Opinion

Arab belongingness surpasses boundaries

With an icepack placed on my sore thumb, I try relaxing while singing along the Swedish song Leve Palestina, praying for an abrupt miracle to end the atrocious genocide of Gazans

After the cat bite on my left finger that disabled me for 2 weeks, I was struck with pain again; this time on my right thumb. I did what my dad taught me to do: ignore it because it’s all mental (this includes his diabetes and the occasional tooth ache).

But when the pain became unbearable and my wrist became stiff, I panicked and decided to visit the physiotherapist. The young expat — who spoke Arabic fluently — asked me to move the thumb downwards and when I cried in pain, he diagnosed it instantly: a chronic strain of the thumb muscle. Have I been texting a lot lately? I answered frankly: “Nah! It’s the TV remote. I’ve become a news addict since the war started.” Which was God’s honest truth. When the 7th of October attacks happened, Mom and I watched in mixture of awe and horror before I declare: “This is it! It’s the perfect excuse for them to kick us out!” By ‘them’ I meant Zionists and by ‘us’ I meant Arabs.

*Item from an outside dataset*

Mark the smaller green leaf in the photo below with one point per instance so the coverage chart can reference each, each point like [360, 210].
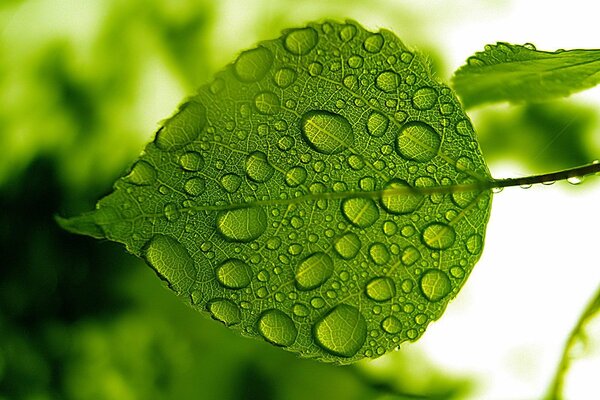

I usually watched France 24 English news channel for daily updates. However, the indifference of the news anchor to the genocide scenes and the subtle bias that tainted the delivery got on my nerves that I decided to look for other alternatives, and who could aid me on doing that other than my best friend YouTube? At first, it gave me a plethora of channels including Israeli news channels and an extreme Rabbi declaring that the number of dead Gazans didn’t really matter as long as they win the war (I found that extremely disturbing that I switched off the sermon before it ended. Whatever happened to religious figures preaching peace and tolerance?).

The constant feeling of apprehension aggravated my insomnia as I spent sleepless hours watching excessive political analyses of the situation from different experts including current great thinkers and Americans ex-military who were in Iraq and Afghanistan, which caused my thumb strain as I moved swiftly from one channel to the next. YouTube had a buzz word that marked every week and hundreds of related videos such as: ‘Pro-Palestinian marches’ and ‘boycott’. The latter was a topic that my physiotherapist discussed with me during the painful session. It made no sense to him at all as it was detrimental to local businesses. I winced in pain as I answered that it’s part of solidarity with the misery that the Gazans go through daily. Plus, no aid is allowed to enter the strip so how else could we help? Even if it doesn’t make sense to many, it helps to elevate the sense of helplessness and shame that every single Arab feels when watching the news. He didn’t comment and I remembered instantly the boycott list that YouTube demonstrated weeks back along with alternatives. It included more than 100 items that half of them were not sold here.

Lately, Zara’s group joined the list after it’s owner’s link with Ben-Gvir, the far-right leader famous for his racist anti-Arab rhetoric. Before I leave, the physiotherapist made me promise to decrease my news addiction for the sake of my sore thumb and I smiled back sadly. How could he understand Arab belongingness that surpasses dialect, frontiers, race and religion? Where the poem we’re taught to recite as children is: “The Arab countries are my homeland, from Levant to Baghdad/ and from Najd to Yemen, to Egypt to Tetouan.” With an icepack placed on my sore thumb, I try relaxing while singing along the Swedish song Leve Palestina, praying for an abrupt miracle to end the atrocious genocide of Gazans.